High job vacancies in Canada's healthcare and food services

A newly released Canadian job vacancy report stated that job vacancy rates in the healthcare, accommodation, and foodservice sectors are high.

In the midst of more public health measures in May, Canada's accommodation and food services sector had the highest rate of employers seeking workers, and the health sector with the highest number of open jobs.

Canadian employers were in the process of recruiting for an estimated 671,100 jobs in May. For the seventh month in a row, the health sector had the highest number of job openings in Canada. There were approximately 107,300 vacancies in the healthcare sector in May, accounting for almost one-sixth of all vacancies. The number of vacancies in foodservice and accommodation ranks second with approximately 78,000, followed by retail with 73,800 vacancies.

The number of open jobs is an estimate of the number of vacancies. A small difference from the vacancy rate, which refers to the number of vacancies as a proportion of all jobs.

According to the Salary, Employment and Vacancy Report of Statistics Canada, Quebec had the highest vacancy rate of all provinces in May, at 5.1%. BC is closely followed with 5%, followed by New Brunswick with 4.9%. Newfoundland and Labrador had the lowest vacancy rate at 2.8 percent.

The food services & accommodation sector had a vacancy rate of 7.8 percent. This high rate may reflect seasonal hiring, as well as recruitment challenges.

While restaurants were closed, and employees were forced to accept social assistance, recruiters noted that they had a difficult time calling back their staff. CBS reports that people are re-evaluating their careers and lifestyles, and worried about their health during the pandemic. The lack of international graduates who often work in this sector has also played a role in employment rates.

Restrictions became less stringent in June. The Labor Force Survey suggests employment between accommodation and food services grew by nearly 12 percent between May and June. "Employment" here refers to the number of people at work. Employment rates for June are currently not available.

Immigrants needed to support a worsening labor shortage

A recent report from the Royal Bank of Canada indicated that as retirement and unemployment levels increase, Canada will need to rely more on immigrants.
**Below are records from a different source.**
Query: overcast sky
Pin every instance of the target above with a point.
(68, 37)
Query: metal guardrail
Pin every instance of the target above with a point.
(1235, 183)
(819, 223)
Economist Andrew Agopsovic wrote that during the pandemic, the number of people who retire and leave due to dissatisfaction has fallen sharply. Now that the economy is starting to recover, job leavers are returning to pre-pandemic levels. Retirements delayed by the pandemic could also rise in the second half of 2021. These factors could exacerbate labor shortages throughout the summer and fall.

"Canada will need to rely more and more on immigration and other sources of labor growth," the RBC said.

Despite record-breaking immigration targets, Canada has been accepting new entrants at a slower rate in the first months of the year. Though, the reception rose in June when Canada welcomed about 35,000 new permanent residents. Although the data for July has not yet been released, opening the Canadian border to approved permanent residents may help increase these numbers.

Although the federal government's immigration target is 401,000 this year, they will need to admit about 43,000 new immigrants a month from July onwards to achieve this goal.